DepthAnything(2): 基于ONNXRuntime在ARM（aarch64）平台部署DepthAnything

1. 写在前面

DepthAnything是一种能在任何情况下处理任何图像的简单却又强大的深度估计模型。

2. 安装推理组件

针对有GPU加持的场景，以NVIDIA显卡为例，首先需要安装GPU驱动。

然后再安装CUDA、cuDNN和ONNX Runtime，一般情况下，在有显卡的系统中，我们选择GPU版本。

进入如下链接，可以查看CUDA、cuDNN、ONNX Runtime库的版本对应关系。

NVIDIA - CUDA | onnxruntime

如下所示，ONNX Runtime与CUDA、cuDNN的版本需要匹配，否则可能出现我发调用GPU进行推理。

针对没有GPU的场景，我们使用CPU进行推理。可直接下载相应平台的onnx-runtime库。

3. 生成ONNX

使用DepthAnything训练工程下的export_onnx.py文件导出ONNX模型。

注意，导出的时候，需要注意分辨率，DepthAnything到处分辨率必须是14的整数倍。

另外，如果导出分辨率过小，可能会导致识别的深度图失效，因此一般建议导出时，分辨率选择518*518。

导出onnx模型参考代码如下。

import argparse


import torch

from onnx import load_model, save_model

from onnxruntime.tools.symbolic_shape_infer import SymbolicShapeInference

from depth_anything.dpt import DPT_DINOv2

def parse_args() -> argparse.Namespace:

    parser = argparse.ArgumentParser()

    parser.add_argument(

        "--model",

        type=str,

        choices=["s", "b", "l"],

        required=True,

        help="Model size variant. Available options: 's', 'b', 'l'.",

    )

    parser.add_argument(

        "--output",

        type=str,

        default=None,

        required=False,

        help="Path to save the ONNX model.",

    )

    return parser.parse_args()

def export_onnx(model: str, input: str, output: str = None):

    # Handle args

    if output is None:

        output = f"weights/depth_anything_vit{model}14_ori.onnx"

    # Device for tracing (use whichever has enough free memory)

    device = torch.device("cpu")

    # Sample image for tracing (dimensions don't matter)

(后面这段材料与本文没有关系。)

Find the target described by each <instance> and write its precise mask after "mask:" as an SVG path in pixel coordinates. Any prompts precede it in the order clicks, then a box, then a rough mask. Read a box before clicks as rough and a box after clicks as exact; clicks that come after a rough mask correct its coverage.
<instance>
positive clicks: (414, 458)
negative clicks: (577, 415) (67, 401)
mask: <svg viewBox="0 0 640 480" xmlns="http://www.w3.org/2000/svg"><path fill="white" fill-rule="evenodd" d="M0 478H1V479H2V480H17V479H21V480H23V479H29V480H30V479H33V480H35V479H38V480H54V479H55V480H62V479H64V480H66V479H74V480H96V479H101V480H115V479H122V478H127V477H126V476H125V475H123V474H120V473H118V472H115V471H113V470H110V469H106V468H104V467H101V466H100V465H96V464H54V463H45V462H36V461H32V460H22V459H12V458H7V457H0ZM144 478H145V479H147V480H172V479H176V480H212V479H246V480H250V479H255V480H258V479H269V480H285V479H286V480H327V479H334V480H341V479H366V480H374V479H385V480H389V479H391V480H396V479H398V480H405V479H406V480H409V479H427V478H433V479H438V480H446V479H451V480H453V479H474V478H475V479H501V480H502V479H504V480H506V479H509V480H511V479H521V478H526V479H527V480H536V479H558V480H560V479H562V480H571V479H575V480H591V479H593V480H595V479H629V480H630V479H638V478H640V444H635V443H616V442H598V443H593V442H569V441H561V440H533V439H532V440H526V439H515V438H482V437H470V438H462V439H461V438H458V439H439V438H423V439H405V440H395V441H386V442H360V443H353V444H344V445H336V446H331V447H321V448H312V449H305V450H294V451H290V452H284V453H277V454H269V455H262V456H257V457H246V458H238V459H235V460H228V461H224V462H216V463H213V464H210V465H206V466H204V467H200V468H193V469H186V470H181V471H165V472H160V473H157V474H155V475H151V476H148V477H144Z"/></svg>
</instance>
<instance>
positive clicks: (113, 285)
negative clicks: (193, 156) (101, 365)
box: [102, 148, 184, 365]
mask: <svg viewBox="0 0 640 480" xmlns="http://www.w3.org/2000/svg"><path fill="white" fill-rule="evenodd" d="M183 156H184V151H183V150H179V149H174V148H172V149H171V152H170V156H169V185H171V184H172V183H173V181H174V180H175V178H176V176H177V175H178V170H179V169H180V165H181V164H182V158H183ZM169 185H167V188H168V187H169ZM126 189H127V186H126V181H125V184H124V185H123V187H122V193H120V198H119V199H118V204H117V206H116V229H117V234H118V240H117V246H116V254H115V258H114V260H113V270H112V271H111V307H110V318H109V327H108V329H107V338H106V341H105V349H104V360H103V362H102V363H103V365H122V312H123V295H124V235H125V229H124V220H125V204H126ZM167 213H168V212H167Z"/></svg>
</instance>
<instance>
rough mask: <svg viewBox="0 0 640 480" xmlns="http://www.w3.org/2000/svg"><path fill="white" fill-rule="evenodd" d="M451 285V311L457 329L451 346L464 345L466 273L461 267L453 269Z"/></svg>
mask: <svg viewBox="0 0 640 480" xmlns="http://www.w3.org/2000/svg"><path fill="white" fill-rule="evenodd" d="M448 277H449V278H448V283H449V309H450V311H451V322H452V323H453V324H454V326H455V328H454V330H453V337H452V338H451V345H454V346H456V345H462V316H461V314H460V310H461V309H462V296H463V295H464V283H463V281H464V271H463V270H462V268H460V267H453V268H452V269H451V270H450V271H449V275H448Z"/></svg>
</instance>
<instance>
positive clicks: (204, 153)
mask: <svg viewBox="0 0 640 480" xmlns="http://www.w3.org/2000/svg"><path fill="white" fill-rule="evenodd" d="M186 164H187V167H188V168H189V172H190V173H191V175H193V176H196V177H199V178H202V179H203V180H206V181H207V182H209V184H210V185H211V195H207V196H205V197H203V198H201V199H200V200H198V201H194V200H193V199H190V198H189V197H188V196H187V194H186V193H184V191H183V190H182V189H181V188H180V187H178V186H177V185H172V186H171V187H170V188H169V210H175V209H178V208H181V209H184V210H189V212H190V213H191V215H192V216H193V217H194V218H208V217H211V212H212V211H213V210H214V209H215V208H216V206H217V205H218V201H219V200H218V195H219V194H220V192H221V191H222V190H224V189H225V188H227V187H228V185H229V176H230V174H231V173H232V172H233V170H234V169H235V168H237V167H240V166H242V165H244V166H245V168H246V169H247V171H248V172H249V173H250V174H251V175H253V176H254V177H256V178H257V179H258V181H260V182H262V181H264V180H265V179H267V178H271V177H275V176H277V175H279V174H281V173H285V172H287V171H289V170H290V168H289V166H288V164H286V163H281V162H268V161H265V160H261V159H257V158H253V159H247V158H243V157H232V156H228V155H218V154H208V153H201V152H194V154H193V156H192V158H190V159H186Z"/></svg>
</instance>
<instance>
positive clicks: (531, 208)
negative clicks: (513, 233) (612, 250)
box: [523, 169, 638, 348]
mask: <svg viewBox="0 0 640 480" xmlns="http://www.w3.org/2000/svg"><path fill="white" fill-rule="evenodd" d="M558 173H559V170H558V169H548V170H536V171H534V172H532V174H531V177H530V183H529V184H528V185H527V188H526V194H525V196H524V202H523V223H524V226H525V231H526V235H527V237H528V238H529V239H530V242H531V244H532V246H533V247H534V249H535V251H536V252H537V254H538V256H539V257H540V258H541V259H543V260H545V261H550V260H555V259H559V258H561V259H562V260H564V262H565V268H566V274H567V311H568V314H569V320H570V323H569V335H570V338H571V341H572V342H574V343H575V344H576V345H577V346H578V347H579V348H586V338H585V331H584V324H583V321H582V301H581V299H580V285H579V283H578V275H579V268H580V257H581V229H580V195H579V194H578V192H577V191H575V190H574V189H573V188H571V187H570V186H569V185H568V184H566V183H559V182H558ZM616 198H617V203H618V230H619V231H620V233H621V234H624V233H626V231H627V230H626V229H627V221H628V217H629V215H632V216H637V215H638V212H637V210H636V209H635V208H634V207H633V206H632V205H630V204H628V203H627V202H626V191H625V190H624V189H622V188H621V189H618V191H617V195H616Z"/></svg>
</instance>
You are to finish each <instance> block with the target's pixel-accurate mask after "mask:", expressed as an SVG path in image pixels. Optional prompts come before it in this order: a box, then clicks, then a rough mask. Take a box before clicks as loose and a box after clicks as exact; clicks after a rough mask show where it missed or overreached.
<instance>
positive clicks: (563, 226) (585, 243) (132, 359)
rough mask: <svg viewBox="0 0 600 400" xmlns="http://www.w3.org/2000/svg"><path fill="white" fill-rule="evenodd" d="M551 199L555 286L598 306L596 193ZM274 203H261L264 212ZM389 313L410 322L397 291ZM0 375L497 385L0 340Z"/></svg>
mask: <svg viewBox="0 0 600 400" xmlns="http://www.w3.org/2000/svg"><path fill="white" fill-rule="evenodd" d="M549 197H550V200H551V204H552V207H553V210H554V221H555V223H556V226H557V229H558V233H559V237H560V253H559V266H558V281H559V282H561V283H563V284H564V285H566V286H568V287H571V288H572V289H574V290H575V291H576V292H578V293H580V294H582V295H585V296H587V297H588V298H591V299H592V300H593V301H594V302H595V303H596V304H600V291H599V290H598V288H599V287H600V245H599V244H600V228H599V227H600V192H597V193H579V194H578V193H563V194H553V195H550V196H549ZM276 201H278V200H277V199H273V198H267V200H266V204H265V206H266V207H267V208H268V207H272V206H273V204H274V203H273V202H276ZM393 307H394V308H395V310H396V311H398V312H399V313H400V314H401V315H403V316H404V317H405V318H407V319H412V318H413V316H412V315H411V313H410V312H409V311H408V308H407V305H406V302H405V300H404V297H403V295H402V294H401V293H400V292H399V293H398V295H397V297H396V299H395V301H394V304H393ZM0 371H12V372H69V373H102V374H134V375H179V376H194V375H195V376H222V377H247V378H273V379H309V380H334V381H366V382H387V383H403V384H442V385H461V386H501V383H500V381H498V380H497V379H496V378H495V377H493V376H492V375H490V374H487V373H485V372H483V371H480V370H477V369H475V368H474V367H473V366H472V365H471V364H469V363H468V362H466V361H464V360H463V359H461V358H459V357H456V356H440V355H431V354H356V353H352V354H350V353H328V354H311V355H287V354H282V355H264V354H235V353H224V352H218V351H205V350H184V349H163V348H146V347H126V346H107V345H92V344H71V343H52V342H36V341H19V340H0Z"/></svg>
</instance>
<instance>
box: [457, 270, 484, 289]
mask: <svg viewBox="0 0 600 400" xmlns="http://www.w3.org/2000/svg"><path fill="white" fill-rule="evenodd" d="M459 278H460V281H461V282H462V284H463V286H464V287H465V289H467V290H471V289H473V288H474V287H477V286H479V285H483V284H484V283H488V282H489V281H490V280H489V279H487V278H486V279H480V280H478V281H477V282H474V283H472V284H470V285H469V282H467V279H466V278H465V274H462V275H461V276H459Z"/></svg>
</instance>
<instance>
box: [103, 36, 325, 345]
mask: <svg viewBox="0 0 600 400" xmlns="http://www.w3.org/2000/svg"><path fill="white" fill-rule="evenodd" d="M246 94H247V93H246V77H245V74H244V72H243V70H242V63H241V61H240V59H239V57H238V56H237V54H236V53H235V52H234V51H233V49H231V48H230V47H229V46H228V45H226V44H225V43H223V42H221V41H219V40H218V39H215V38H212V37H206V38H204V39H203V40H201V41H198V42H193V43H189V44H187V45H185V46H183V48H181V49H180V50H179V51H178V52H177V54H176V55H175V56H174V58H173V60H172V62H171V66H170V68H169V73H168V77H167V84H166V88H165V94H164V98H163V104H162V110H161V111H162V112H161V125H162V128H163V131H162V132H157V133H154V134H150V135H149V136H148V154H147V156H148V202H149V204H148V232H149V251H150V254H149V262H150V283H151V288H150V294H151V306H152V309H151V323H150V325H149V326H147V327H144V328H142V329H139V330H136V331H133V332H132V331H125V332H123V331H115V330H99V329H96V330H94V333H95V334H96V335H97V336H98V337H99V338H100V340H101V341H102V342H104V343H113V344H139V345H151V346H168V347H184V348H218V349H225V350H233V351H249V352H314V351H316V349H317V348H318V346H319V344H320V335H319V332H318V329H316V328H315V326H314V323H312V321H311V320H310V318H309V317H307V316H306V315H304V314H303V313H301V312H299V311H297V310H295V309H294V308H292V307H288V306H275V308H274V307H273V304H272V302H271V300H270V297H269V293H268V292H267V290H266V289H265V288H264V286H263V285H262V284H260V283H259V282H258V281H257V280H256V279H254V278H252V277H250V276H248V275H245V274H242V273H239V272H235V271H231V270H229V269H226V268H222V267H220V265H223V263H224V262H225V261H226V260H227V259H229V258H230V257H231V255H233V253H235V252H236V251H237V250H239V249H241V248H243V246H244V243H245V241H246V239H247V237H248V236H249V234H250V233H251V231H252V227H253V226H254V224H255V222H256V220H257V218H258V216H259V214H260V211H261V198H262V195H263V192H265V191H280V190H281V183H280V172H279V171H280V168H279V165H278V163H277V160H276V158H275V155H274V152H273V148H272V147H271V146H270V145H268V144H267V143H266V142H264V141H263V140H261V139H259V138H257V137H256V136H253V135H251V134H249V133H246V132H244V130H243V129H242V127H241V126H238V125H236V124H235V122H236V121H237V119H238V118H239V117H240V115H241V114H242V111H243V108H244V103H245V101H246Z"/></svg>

    image = torch.rand(1, 3, 518, 518).to(device) # [SAI-KEY] 必须是14的倍数

    # Load model params

    if model == "s":

        depth_anything = DPT_DINOv2(

            encoder="vits", features=64, out_channels=[48, 96, 192, 384]

        )

    elif model == "b":

        depth_anything = DPT_DINOv2(

            encoder="vitb", features=128, out_channels=[96, 192, 384, 768]

        )

    else:  # model == "l"

        depth_anything = DPT_DINOv2(

            encoder="vitl", features=256, out_channels=[256, 512, 1024, 1024]

        )

    weights = torch.load(input)

    depth_anything.to(device).load_state_dict(weights)

    depth_anything.eval()

    torch.onnx.export(

        depth_anything,

        image,

        output,

        input_names=["image"], # 列表，如果有多个输入，应按照顺序，依次

        output_names=["depth"],

        opset_version=12,

    )

    save_model(

        SymbolicShapeInference.infer_shapes(load_model(output), auto_merge=True),

        output,

    )

if __name__ == "__main__":

    export_onnx("l", "/2T/001_AI/8001_DepthAnything/003_Models/checkpoints/depth_anything_vitl14.pth", "/2T/001_AI/8001_DepthAnything/003_Models/checkpoints/depth_anything_vitl14.onnx")

4. 准备ONNXRuntime库

登录链接https://github.com/microsoft/onnxruntime/releases下载相应的ONNX Runtime推理库。如下所示，可选择linux、windows、osx系统下的库，以及选择x86或aarch64架构的库。需要说明的是，aarch64目前仅支持CPU版本。

不同系统的库，引入方式也不同。

例如，下载onnxruntime-linux-aarch64-1.18.1.tgz库，解压后可以将其中lib文件夹下的libonnxruntime.so和libonnxruntime.so.1.18.1复制到/usr/lib路径下。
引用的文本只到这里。